Still, that raises the big question that hangs over this show like a piano on a frayed length of twine; where are we headed after everything that happened here? The TV series is a different beast from the video games; we’ve known that since the very first episode, where Chief takes off his helmet. Adaptation is a complicated process and things will inevitably change along the way, at least if you’re doing it right and not just regurgitating the source material. Still, my issue with the season is that it never feels fully secure in its vision and keeps hedging its bets in ways that come off as awkward. We began this season with an absurdly huge shift in the status quo that, for me, is the root of the season’s woes, as we spent most of our time trying to get back to where the first season left off. The final moments of this episode left me with a lot of those same feelings as, if you know anything about the games, we’ve effectively burned through three fourths of the storyline and there’s no indication of what the direction is for the next season except pad out the remaining quarter of the game’s plot. Now that we’ve finally gotten the carrot they’ve been dangling for two seasons, what is there left to do? What is the Halo ring, at least the one in the original game, if there’s no longer a mystery to solve? Then again, I’m still trying to fill in the gaps with my knowledge of the game and the showrunners could be planning to add all sorts of interesting ideas from the franchise or even their own unique contributions instead of simply relying on the first game for guidance.

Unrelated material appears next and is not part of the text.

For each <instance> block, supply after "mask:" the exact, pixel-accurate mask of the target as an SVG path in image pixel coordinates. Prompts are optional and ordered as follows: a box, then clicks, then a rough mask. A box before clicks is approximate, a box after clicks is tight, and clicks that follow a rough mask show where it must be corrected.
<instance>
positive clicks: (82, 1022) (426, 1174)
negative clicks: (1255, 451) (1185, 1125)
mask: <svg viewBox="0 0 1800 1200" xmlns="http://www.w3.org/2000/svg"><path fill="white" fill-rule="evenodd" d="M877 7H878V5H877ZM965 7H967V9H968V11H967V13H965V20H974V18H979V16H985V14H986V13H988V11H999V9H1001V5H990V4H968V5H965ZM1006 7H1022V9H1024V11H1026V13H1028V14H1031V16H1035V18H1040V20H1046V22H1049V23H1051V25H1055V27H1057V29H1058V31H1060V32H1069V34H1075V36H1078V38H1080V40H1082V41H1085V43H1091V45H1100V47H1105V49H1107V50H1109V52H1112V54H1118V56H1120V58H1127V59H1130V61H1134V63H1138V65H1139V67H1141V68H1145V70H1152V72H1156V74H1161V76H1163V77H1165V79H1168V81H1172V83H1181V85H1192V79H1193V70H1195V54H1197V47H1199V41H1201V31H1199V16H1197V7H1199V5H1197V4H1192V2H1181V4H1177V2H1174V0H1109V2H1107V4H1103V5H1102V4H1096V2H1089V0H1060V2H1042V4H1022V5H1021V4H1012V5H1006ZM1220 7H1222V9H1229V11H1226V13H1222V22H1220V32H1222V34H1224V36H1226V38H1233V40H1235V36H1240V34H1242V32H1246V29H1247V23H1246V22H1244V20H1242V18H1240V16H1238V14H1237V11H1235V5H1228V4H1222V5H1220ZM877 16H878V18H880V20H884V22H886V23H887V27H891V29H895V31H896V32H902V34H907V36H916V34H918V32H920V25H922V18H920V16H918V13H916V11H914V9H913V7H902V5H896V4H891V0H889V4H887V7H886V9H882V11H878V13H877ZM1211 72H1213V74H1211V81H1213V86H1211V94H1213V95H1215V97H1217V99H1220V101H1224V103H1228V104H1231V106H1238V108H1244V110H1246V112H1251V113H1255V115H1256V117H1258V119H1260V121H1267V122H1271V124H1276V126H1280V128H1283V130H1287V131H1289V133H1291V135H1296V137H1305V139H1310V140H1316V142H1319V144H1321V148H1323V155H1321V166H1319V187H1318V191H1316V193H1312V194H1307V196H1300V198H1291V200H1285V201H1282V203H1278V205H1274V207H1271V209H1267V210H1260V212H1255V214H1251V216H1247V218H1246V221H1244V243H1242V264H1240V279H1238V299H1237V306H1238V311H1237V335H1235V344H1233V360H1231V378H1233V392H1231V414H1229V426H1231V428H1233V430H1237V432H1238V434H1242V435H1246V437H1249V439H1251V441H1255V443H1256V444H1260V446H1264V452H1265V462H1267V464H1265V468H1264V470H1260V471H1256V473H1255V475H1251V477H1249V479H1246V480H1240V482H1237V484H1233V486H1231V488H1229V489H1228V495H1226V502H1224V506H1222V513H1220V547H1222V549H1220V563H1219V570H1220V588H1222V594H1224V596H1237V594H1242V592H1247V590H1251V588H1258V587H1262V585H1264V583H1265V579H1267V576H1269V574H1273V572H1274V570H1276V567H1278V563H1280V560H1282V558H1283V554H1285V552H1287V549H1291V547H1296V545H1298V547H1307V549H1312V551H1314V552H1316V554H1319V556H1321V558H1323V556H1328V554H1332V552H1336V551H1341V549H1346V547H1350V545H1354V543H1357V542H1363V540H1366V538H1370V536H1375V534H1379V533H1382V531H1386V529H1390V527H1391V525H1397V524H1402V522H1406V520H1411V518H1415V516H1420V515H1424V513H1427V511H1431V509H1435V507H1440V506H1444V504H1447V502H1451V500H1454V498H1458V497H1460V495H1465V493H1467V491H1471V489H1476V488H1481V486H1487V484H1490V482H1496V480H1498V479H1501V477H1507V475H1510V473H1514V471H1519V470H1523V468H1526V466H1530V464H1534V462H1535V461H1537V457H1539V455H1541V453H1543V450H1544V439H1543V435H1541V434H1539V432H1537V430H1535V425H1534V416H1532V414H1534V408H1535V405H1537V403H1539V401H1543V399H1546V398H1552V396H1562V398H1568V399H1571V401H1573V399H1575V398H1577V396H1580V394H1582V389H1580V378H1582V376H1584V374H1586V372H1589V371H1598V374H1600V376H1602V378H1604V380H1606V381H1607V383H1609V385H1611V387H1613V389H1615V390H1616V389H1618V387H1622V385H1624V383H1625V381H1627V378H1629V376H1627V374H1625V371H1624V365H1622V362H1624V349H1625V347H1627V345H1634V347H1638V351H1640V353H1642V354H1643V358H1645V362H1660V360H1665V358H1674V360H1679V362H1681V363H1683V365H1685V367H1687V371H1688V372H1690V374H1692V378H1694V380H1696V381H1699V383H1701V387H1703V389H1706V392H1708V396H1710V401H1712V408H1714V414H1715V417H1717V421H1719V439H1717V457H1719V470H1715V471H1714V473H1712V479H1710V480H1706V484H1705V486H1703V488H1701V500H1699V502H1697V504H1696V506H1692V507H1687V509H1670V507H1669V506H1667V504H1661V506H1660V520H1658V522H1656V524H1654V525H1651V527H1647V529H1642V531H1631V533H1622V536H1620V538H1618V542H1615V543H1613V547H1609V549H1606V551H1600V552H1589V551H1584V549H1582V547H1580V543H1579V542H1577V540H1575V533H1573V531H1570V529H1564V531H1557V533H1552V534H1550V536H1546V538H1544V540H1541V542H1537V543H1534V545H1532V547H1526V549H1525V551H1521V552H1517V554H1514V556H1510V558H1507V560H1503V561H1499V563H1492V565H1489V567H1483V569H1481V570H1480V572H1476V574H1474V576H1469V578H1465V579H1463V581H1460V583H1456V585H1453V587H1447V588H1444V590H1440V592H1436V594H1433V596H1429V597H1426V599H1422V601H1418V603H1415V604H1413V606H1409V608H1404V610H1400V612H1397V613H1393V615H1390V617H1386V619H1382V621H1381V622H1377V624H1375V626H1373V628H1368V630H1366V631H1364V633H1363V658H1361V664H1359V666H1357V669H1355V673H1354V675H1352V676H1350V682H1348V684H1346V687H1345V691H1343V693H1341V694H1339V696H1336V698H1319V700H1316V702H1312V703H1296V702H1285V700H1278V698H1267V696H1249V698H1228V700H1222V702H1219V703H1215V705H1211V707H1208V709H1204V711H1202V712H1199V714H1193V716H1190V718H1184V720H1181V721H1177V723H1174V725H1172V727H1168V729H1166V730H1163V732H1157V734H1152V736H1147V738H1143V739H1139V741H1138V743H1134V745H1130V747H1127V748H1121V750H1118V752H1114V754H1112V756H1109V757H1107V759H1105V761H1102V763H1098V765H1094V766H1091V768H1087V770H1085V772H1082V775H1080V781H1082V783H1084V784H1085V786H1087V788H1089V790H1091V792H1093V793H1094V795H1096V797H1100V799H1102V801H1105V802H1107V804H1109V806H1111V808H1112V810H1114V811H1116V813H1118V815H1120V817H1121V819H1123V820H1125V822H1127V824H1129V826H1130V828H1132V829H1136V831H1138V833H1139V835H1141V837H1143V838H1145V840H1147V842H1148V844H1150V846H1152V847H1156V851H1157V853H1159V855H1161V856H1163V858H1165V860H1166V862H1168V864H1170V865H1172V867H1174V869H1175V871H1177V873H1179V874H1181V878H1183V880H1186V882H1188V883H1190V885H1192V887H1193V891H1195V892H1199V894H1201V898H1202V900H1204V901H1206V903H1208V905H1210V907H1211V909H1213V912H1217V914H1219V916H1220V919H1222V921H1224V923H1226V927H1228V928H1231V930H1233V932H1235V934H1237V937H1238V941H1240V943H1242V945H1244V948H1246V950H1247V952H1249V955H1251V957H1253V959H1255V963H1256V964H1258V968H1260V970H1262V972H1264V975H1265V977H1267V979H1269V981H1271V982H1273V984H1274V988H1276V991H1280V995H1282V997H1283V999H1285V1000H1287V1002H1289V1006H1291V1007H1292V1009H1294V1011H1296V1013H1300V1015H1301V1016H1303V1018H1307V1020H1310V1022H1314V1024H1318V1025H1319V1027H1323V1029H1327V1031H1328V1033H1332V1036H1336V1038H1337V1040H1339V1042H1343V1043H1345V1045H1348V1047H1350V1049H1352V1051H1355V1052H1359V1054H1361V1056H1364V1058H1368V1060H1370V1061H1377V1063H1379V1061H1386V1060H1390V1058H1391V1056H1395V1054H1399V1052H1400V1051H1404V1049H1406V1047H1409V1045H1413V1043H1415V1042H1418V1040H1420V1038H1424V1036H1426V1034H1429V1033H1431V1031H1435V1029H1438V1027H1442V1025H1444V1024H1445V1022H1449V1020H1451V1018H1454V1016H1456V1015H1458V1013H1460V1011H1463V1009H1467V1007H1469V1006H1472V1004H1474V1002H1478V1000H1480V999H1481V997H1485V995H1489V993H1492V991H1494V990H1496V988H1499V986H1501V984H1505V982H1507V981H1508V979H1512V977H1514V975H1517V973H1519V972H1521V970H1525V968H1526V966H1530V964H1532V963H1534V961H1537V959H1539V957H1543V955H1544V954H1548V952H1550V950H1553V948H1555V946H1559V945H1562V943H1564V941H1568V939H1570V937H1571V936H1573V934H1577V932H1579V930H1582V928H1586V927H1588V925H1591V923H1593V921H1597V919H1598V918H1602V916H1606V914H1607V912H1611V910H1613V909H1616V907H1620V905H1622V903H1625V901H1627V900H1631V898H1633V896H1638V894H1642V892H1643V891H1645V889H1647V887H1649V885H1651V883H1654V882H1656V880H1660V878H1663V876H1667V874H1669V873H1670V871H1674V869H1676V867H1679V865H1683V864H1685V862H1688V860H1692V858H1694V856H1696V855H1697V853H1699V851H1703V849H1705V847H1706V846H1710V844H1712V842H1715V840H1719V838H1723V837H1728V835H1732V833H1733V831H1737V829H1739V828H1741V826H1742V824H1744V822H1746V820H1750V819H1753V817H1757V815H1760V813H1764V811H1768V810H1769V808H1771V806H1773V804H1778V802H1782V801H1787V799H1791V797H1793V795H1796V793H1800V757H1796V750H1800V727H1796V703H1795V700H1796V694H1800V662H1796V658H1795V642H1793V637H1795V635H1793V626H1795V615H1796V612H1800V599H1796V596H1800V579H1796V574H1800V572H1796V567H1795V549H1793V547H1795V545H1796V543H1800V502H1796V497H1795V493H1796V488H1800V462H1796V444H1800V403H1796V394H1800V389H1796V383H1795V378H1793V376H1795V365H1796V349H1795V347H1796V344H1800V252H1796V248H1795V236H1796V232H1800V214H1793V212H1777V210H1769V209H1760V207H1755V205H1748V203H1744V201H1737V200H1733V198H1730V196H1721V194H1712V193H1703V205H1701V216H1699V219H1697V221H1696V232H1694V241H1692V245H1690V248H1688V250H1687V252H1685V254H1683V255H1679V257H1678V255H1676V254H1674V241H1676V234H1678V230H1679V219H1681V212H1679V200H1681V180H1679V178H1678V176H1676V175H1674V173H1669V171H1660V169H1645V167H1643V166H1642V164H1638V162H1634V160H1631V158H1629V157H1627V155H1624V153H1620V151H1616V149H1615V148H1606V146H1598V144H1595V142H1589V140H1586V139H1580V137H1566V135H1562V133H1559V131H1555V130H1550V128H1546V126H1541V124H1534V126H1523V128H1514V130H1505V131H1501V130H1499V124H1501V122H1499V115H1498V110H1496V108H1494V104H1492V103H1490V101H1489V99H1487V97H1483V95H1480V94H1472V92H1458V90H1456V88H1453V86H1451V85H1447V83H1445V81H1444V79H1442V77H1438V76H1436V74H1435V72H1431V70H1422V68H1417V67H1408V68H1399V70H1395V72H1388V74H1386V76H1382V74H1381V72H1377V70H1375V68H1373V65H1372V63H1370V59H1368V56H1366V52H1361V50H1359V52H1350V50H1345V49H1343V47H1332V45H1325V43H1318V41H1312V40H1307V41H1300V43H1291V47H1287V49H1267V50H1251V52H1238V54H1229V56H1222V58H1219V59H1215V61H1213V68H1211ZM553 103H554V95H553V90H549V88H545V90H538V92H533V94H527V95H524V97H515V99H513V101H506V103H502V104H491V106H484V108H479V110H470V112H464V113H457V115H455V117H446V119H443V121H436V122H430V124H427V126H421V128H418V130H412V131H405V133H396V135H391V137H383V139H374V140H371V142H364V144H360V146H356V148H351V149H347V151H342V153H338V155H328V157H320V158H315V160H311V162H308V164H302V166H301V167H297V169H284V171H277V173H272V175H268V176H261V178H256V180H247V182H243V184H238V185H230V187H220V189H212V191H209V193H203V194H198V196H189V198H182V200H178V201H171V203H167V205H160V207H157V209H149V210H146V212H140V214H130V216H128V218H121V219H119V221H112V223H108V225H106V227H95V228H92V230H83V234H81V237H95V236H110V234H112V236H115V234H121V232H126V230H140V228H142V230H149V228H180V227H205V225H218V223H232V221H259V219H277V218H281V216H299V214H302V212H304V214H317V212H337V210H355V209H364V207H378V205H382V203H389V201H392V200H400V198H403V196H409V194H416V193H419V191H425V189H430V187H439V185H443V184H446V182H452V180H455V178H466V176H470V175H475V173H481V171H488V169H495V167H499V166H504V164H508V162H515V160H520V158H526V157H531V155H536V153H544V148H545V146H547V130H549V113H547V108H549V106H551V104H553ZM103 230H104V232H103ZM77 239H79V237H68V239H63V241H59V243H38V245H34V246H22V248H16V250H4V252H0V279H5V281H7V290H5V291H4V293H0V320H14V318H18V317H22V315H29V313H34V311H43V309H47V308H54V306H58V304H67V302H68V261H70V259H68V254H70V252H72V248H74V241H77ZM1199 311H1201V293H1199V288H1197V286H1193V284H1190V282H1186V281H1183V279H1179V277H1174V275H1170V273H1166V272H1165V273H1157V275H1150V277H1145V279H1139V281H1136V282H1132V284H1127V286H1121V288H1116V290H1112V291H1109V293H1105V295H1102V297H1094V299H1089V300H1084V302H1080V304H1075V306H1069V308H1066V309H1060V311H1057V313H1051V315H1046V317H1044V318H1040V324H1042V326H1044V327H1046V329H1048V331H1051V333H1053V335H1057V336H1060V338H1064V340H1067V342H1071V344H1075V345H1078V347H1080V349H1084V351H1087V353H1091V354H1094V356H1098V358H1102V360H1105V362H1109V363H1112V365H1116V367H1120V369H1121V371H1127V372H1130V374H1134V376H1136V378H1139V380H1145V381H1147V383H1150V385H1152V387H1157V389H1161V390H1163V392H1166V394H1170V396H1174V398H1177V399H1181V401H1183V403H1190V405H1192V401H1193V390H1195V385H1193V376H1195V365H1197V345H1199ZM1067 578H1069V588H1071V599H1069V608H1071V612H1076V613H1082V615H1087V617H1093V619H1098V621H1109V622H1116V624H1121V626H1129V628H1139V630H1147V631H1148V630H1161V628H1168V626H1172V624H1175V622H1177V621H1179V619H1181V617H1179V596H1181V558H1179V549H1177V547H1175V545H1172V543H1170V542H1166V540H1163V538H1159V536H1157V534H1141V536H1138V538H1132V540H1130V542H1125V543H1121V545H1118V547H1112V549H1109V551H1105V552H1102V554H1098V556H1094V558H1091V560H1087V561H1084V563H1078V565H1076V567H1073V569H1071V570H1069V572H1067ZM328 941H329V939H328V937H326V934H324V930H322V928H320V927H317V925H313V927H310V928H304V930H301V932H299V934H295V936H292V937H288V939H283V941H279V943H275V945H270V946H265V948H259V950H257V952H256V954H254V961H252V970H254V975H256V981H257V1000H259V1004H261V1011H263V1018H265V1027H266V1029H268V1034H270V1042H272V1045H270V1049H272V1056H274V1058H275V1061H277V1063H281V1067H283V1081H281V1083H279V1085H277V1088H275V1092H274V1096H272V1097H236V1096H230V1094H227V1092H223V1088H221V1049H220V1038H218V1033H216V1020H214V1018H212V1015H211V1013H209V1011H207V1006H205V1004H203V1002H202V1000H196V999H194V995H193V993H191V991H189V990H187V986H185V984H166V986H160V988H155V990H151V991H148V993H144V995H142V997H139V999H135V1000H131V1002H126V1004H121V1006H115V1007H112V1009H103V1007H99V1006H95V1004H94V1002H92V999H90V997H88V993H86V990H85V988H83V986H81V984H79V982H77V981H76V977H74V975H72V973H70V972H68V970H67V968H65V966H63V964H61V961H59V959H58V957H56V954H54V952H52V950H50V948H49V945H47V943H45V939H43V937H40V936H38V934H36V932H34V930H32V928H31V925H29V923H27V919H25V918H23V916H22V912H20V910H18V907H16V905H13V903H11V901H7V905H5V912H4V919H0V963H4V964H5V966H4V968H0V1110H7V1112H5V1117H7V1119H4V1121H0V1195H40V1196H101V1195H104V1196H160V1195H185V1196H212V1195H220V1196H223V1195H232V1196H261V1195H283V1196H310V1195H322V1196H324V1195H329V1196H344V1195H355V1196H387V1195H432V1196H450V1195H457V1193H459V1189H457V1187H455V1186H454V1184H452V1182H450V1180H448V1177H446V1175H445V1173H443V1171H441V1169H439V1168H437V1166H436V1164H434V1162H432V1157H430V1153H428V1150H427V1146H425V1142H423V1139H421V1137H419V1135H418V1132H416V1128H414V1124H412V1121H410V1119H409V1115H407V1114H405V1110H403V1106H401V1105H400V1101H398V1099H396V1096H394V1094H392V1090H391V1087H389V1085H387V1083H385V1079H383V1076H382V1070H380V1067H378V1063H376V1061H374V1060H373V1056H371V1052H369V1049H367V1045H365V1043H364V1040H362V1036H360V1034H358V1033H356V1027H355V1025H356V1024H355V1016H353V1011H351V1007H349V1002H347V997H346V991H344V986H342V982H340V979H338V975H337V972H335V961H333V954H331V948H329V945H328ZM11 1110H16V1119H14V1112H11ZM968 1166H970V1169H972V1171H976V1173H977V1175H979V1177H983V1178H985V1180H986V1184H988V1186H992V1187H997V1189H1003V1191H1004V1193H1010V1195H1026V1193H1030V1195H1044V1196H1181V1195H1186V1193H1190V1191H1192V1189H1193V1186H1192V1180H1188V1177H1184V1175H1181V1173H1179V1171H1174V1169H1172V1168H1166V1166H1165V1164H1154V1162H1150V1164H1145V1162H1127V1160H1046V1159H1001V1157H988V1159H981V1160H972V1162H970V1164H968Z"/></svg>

We at least have Kwan Ha and Soren to carry on the plot without the weight of the franchise’s lore hanging over their heads, but if that was the case, I’d say they needed to signal that at the end of the episode, and instead we get a tease of something specifically from the first game.

Last season was mostly good that ended on a low point, and this season was mostly middling that ended on a high point. Season two was not as good as season one as far as I’m concerned, but the high points are about as good as anything we got in that first season, and I think fans will be happy with most of what they get in this episode. The question still remains, however, as to what will happen next. The cat is out of the bag, and we got a good episode in the process, but they’re either gonna need to move on very quickly to the next act of the story, or they’ll need to go in a widely different direction to keep next season from feeling like a slog. Can they pull it off? I’m optimistic given how much I turned around on this season after having such ambivalence towards the first two episodes, but they cannot make the same mistake again. If this is the vision, stick with it. We have some momentum now that we’ve finally landed on the ring, and while there are a lot of challenges ahead, they can make it work if they move forward with confidence rather than doubling back to address fandom complaints. Despite its lackluster teaser at the end, this is a strong showing for the series and a solid jumping off point if they’re willing to make the leap. I certainly hope they are, but we’ll see if the fans end up cheering from the sidelines or try to weigh them down.